Keep in mind that this is a shame-free zone. Before you judge any of the following comments, think about all the things you have yet to learn and discover in your own life. After all, the nature of a blind spot is that you can’t see it.
Reindeer are more than mythical creatures
Lifehacker reader EdnasEdibles revealed that they were in their 30s when they learned reindeer were real animals: “I thought they were made-up for Christmas stories. The Unicorns of the North Pole. No idea they were real.” Not only do they exist, but you can find them in North America, where they’re more commonly known as caribou. Unfortunately, they cannot fly. At least, we don’t have any proof that reindeer can fly.
Other users chimed in on the reindeer chatter, like Hyperdulia, who commented that they were also in their 30s when, in addition to discovering that reindeers are more than just myths, they learned that flamingos really are pink (and not just painted that way as lawn decorations).
How to actually listen to people
Who hasn’t been frustrated by someone who always tries to find a solution instead of simply being there for you?

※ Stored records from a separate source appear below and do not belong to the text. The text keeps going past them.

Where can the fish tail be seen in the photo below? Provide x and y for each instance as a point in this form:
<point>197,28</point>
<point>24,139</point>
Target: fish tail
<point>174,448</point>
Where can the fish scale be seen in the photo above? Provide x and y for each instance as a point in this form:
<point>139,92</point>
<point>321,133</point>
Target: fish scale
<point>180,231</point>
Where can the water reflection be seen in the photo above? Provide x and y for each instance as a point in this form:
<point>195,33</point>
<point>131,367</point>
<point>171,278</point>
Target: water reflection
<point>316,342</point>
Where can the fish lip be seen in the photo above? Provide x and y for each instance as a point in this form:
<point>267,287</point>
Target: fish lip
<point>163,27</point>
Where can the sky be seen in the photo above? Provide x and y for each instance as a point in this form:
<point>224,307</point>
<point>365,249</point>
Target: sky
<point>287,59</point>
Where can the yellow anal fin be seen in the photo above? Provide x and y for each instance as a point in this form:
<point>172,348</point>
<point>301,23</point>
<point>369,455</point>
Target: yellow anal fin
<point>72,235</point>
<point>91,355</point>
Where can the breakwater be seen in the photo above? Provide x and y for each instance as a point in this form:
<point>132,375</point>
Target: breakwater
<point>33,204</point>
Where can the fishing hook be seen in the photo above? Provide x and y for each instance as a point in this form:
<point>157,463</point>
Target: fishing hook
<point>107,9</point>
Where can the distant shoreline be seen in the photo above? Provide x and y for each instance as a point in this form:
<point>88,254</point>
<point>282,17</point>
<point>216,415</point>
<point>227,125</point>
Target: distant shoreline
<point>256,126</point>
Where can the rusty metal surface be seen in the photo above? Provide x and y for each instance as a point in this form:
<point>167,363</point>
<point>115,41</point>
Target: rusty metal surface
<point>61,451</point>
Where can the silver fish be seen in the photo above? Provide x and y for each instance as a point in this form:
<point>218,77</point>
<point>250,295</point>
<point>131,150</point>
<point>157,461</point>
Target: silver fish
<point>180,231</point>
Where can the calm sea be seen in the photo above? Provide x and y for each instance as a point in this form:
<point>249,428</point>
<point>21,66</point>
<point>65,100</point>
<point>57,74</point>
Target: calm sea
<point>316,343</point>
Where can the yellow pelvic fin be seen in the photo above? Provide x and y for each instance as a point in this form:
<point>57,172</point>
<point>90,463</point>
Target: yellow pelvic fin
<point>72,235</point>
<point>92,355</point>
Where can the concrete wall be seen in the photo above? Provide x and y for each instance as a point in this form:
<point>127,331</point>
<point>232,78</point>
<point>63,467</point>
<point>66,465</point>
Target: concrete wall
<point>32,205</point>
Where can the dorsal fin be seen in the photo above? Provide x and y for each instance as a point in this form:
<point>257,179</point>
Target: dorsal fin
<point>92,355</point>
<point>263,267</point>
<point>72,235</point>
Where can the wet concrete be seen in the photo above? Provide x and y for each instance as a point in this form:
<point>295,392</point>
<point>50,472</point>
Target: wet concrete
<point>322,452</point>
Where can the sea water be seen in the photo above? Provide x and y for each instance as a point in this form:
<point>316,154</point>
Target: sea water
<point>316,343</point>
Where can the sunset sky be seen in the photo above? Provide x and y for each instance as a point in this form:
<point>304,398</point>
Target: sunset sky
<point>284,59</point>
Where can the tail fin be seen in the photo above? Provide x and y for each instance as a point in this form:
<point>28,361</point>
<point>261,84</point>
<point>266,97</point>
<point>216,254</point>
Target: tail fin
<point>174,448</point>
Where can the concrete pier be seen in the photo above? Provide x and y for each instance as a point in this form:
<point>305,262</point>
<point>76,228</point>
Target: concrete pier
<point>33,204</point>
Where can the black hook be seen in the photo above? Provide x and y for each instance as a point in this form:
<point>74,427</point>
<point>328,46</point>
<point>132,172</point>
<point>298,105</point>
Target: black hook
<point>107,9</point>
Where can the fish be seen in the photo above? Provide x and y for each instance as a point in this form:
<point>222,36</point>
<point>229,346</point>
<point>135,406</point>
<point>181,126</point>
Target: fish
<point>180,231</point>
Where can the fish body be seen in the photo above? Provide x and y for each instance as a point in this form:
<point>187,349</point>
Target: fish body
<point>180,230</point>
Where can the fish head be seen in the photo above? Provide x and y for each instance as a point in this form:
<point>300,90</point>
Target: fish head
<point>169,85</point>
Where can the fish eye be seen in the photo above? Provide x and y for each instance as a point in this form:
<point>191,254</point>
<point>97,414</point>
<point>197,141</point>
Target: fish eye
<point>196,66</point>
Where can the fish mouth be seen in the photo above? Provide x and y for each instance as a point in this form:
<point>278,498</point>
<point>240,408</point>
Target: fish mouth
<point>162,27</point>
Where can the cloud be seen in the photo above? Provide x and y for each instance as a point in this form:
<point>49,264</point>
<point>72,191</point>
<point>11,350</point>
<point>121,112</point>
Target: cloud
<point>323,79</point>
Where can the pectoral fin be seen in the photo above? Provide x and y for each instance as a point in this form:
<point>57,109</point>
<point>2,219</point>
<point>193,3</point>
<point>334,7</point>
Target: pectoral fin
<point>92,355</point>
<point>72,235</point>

Or what about when you find yourself struggling to support a friend when you think they’re in the wrong?
One reader shares the importance of directly asking someone what they need from you: “I didn’t figure this out until my 30s and it’s something I think everyone, especially men, should learn. When someone is voicing a problem or concern, ask them what they want from you. Do they want help fixing it? Do they want to know if they are justified in their stance? Do they just need a sympathetic ear? And if you aren’t in a place where you can give them what they want, it’s ok to say so. That comes in handy for the people who just want to use you to vent about the same issues constantly and don’t want to do anything to change it.” — Mehphisto
We have leap years for a reason
As many of us grow up, we lose our childlike curiosity. We forget to question the world around us. We simply accept the fact that every four years, we tack on an extra day of the month that’s already a few days shorter than the other months for some reason. I’m sure Lifehacker reader Khukhullatus is not alone when they comment that they were well into adulthood before understanding that leap day has logical reasoning behind it, and, “isn’t just a weird thing we all decided to do.”

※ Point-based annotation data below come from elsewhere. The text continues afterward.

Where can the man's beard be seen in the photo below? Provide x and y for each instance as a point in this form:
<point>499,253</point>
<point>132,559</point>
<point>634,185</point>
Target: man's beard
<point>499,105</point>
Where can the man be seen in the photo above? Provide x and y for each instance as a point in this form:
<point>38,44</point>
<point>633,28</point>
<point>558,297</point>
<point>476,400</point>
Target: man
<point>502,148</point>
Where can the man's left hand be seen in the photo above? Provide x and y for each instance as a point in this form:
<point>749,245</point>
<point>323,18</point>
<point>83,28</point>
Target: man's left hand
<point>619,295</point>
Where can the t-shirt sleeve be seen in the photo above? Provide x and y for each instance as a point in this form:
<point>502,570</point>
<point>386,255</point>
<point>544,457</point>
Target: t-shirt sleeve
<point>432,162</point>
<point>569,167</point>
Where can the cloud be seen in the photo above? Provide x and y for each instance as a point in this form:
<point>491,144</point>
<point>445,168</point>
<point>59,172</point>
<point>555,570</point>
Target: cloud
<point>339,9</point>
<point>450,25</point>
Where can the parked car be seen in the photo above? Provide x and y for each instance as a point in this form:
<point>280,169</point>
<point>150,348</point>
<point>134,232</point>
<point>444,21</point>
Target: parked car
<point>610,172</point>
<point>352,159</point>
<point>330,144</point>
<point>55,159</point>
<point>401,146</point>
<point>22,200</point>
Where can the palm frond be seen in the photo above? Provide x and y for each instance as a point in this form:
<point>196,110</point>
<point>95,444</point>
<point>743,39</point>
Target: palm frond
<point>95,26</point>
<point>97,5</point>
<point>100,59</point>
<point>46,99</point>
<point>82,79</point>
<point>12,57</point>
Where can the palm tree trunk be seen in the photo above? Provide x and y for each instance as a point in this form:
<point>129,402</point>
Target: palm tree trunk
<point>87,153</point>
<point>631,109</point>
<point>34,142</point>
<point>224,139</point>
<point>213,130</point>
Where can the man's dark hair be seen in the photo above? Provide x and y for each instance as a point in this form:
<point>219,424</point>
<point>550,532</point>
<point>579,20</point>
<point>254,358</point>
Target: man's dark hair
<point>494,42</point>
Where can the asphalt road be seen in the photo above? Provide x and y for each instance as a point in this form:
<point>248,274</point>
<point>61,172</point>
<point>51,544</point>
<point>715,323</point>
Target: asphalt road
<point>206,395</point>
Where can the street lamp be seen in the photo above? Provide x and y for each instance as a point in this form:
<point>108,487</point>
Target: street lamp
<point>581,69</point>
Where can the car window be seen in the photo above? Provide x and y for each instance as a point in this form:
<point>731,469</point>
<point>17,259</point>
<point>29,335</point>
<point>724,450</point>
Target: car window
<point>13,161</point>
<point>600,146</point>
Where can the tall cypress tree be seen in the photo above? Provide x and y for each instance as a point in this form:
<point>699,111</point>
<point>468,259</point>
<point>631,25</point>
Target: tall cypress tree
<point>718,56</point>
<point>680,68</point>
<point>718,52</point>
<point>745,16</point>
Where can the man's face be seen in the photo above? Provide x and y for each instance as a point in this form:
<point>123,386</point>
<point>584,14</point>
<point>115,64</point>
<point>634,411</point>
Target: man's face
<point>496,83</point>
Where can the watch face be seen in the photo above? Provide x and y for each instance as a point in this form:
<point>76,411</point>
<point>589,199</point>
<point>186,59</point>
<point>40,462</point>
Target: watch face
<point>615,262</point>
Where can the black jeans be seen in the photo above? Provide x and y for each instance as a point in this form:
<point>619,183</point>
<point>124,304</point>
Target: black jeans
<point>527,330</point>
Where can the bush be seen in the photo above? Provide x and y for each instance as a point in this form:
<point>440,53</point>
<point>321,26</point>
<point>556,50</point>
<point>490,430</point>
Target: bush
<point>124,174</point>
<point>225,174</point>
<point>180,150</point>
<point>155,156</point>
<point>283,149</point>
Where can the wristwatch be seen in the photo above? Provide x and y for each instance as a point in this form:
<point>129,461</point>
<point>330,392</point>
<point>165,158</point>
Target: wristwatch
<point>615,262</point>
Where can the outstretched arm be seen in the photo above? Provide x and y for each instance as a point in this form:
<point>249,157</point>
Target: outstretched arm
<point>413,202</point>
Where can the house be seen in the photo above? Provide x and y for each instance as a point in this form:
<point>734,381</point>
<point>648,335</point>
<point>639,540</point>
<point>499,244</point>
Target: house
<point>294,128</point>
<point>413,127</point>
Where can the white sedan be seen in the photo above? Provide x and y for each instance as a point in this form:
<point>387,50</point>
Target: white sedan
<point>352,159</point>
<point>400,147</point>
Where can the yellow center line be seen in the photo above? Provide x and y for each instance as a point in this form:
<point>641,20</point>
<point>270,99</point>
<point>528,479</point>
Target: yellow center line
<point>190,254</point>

Apparently the reason we have February 29 every four years is to keep our Earthly calendar in line with the planet’s movement around the sun. While our calendar has 365 days in a year, that number is not exact. It actually takes the Earth around 365 and one-quarter days to orbit the sun, which means our calendar is off about a quarter of a day every year. By throwing in an extra day every four years, we compensate for that difference.

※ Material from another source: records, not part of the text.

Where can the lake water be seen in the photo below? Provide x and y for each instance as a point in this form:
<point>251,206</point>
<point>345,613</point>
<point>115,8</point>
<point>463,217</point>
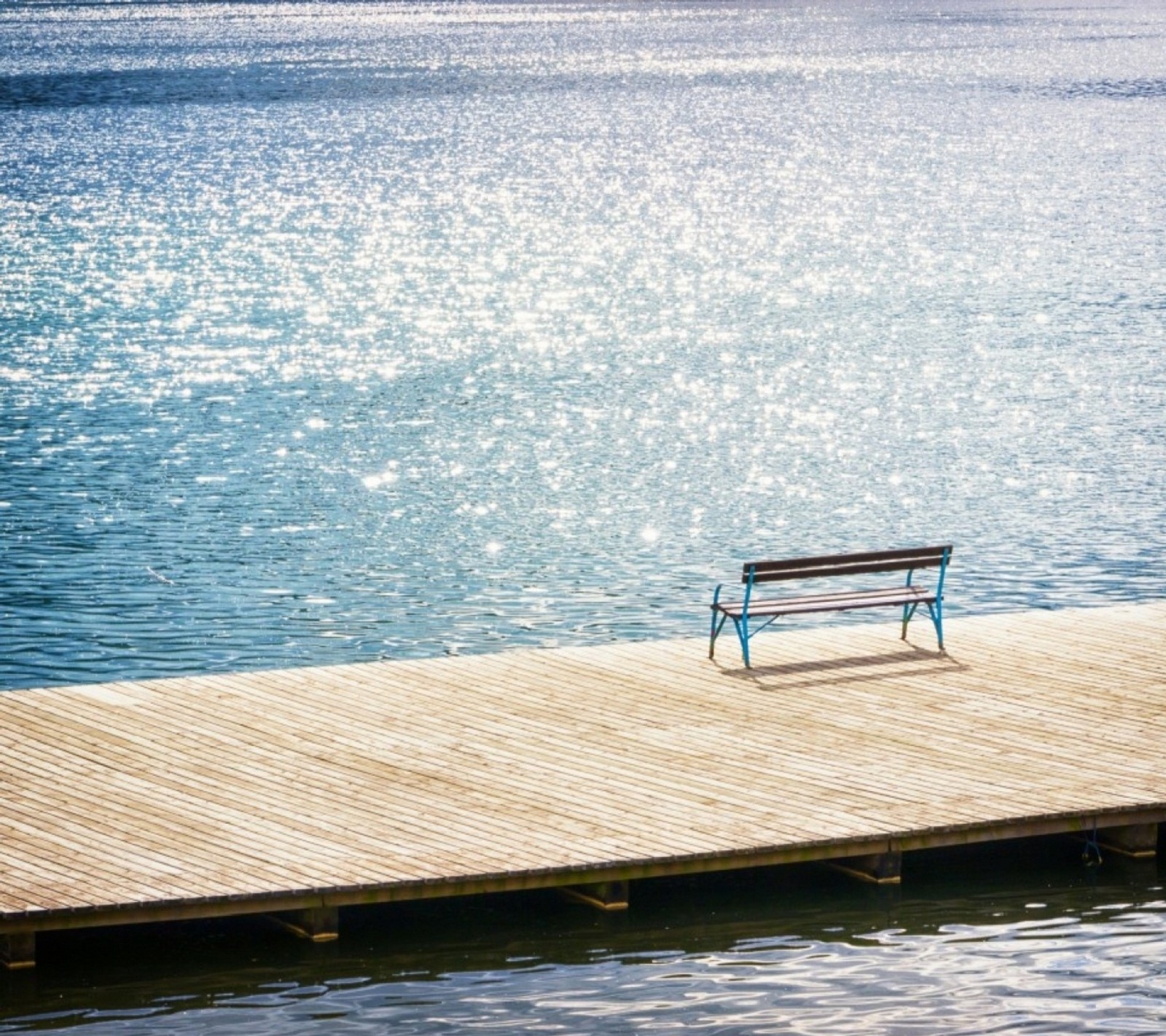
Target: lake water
<point>342,331</point>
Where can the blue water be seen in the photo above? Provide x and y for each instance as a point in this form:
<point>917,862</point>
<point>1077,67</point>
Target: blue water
<point>347,331</point>
<point>340,331</point>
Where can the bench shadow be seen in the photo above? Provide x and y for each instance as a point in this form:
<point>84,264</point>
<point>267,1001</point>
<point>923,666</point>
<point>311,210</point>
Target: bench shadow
<point>855,668</point>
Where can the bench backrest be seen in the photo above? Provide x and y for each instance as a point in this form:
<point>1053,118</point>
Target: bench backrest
<point>847,564</point>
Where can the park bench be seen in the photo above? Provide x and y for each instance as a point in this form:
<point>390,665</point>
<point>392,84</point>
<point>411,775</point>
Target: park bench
<point>769,610</point>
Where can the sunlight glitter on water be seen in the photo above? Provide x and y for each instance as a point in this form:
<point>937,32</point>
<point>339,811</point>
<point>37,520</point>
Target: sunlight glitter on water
<point>841,283</point>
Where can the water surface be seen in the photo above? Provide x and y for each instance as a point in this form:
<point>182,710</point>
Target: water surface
<point>345,331</point>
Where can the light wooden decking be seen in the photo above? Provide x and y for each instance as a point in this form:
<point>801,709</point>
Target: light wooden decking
<point>334,785</point>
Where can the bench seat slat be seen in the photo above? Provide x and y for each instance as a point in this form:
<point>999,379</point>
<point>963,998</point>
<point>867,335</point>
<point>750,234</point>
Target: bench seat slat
<point>843,602</point>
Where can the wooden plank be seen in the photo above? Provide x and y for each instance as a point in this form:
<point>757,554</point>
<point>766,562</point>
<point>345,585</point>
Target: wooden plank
<point>233,791</point>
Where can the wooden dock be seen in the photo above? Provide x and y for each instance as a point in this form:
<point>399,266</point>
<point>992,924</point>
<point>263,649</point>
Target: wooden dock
<point>310,789</point>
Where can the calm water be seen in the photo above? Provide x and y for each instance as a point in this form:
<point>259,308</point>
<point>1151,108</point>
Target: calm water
<point>345,331</point>
<point>348,331</point>
<point>1020,941</point>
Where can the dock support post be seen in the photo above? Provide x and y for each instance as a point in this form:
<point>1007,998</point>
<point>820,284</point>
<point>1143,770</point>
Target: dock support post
<point>1136,841</point>
<point>321,925</point>
<point>17,950</point>
<point>880,868</point>
<point>604,895</point>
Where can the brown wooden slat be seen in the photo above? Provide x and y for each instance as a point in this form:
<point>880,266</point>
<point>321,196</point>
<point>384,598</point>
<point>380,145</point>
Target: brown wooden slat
<point>837,564</point>
<point>530,767</point>
<point>840,602</point>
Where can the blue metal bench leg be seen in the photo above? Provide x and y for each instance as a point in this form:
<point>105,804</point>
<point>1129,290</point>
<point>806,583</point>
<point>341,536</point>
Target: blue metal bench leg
<point>936,612</point>
<point>907,612</point>
<point>715,632</point>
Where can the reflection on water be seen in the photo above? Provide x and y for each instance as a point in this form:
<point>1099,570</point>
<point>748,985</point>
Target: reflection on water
<point>1020,937</point>
<point>341,331</point>
<point>373,330</point>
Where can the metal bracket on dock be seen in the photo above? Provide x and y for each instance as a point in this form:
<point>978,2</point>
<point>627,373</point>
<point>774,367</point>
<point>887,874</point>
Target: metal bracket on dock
<point>604,895</point>
<point>17,950</point>
<point>320,925</point>
<point>880,868</point>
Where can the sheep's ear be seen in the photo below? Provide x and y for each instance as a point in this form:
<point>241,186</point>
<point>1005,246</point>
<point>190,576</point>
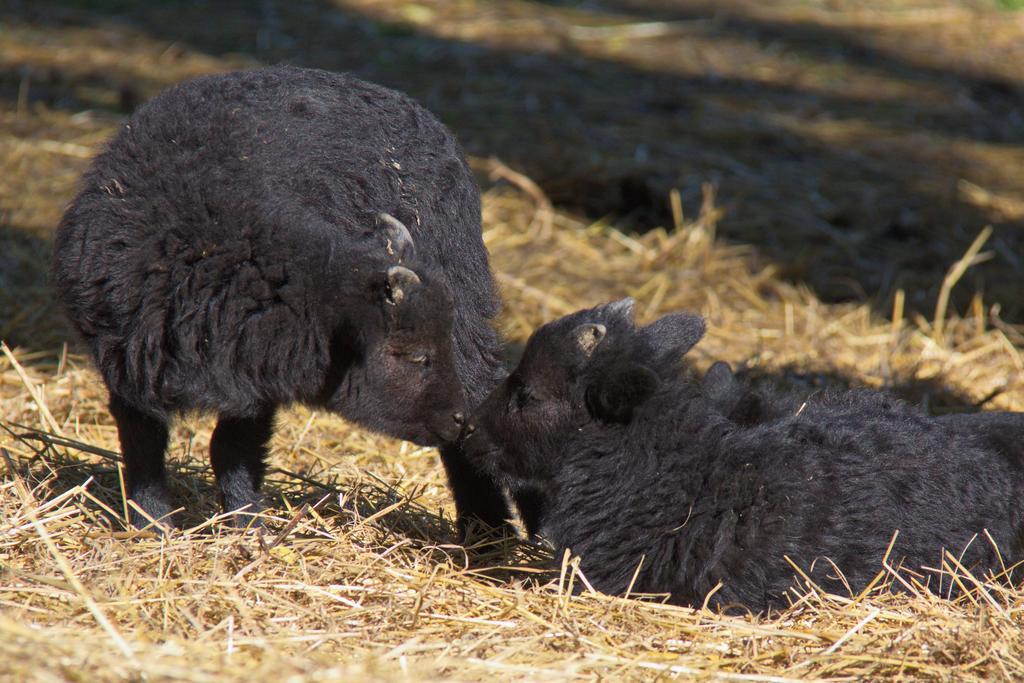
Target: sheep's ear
<point>622,308</point>
<point>615,395</point>
<point>400,281</point>
<point>675,334</point>
<point>719,382</point>
<point>588,336</point>
<point>399,243</point>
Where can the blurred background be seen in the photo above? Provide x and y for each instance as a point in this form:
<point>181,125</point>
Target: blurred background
<point>859,145</point>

The next leap year is 2024. Until then, you can satisfy your leap day cravings with the hit 30 Rock episode that created its own leap year lore.
The importance of shutting up
Too much talking is the cause of danger, brevity is the soul of wit, and so on. I could keep going, but I wouldn’t want to ramble on. And on and on.
From accidentally spilling secrets to exposing your own incompetence, it’s far too easy to say too much (and far too difficult to take back your words). Commenter bassbeast tells us that part of growing up for them involved learning how to shut up, if “far too late for a lot of professional and personal mistakes in my younger days…If I’d kept my mouth closed on several occasions, I might have had some better opportunities. I’ve gotten better now, but still have a long way to go.”
We’ve previously offered some tips for how to stop babbling and shut yourself up, but it’s easier said than done. It can take a lot of practice in self-restraint, but it’s never too late to develop a filter.
Most nursery rhymes have dark origins
Why would you expect the quaint songs you sang as a child to be sinister? Well, if you’ve ever spent more than two seconds on the internet, you know that every little thing from your childhood is a potential source of unexpected trauma or likely to have messed up origins. That’s why, when some commenters alluded to the racist origins of “eeny meeny miney mo,” (which I won’t detail here, for obvious reasons), I immediately thought of popular TikTok creator @mackenziebarmen, who regularly exposes the dark inspirations behind your favourite nursery rhymes. Watch the compilation above to discover the lore behind “ring around the rosie,” “Mary, Mary, quite contrary,” and every other catchy tune you foolishly assumed harmless.
The right way to throw a baseball
When it comes to athletics, it can feel like whatever habits you solidified in gym class are the ones you’ll be stuck with forever. But as someone who drastically corrected her running form this year, I know that is not the case. Consider the case of Lifehacker reader Ian Lang, who finally figured out how to throw a baseball at age 30: “Apparently you’re only supposed to grip it with two fingers, but I was using my whole palm. No wonder getting the ball from the outfield to 2B took so much effort, I was essentially throwing changeups.”
On a similar note, commenter ffejie learned how to ride a bike at 37. The takeaway? If there’s any other sort of skill you never learned as a kid, it’s never too late to start learning now.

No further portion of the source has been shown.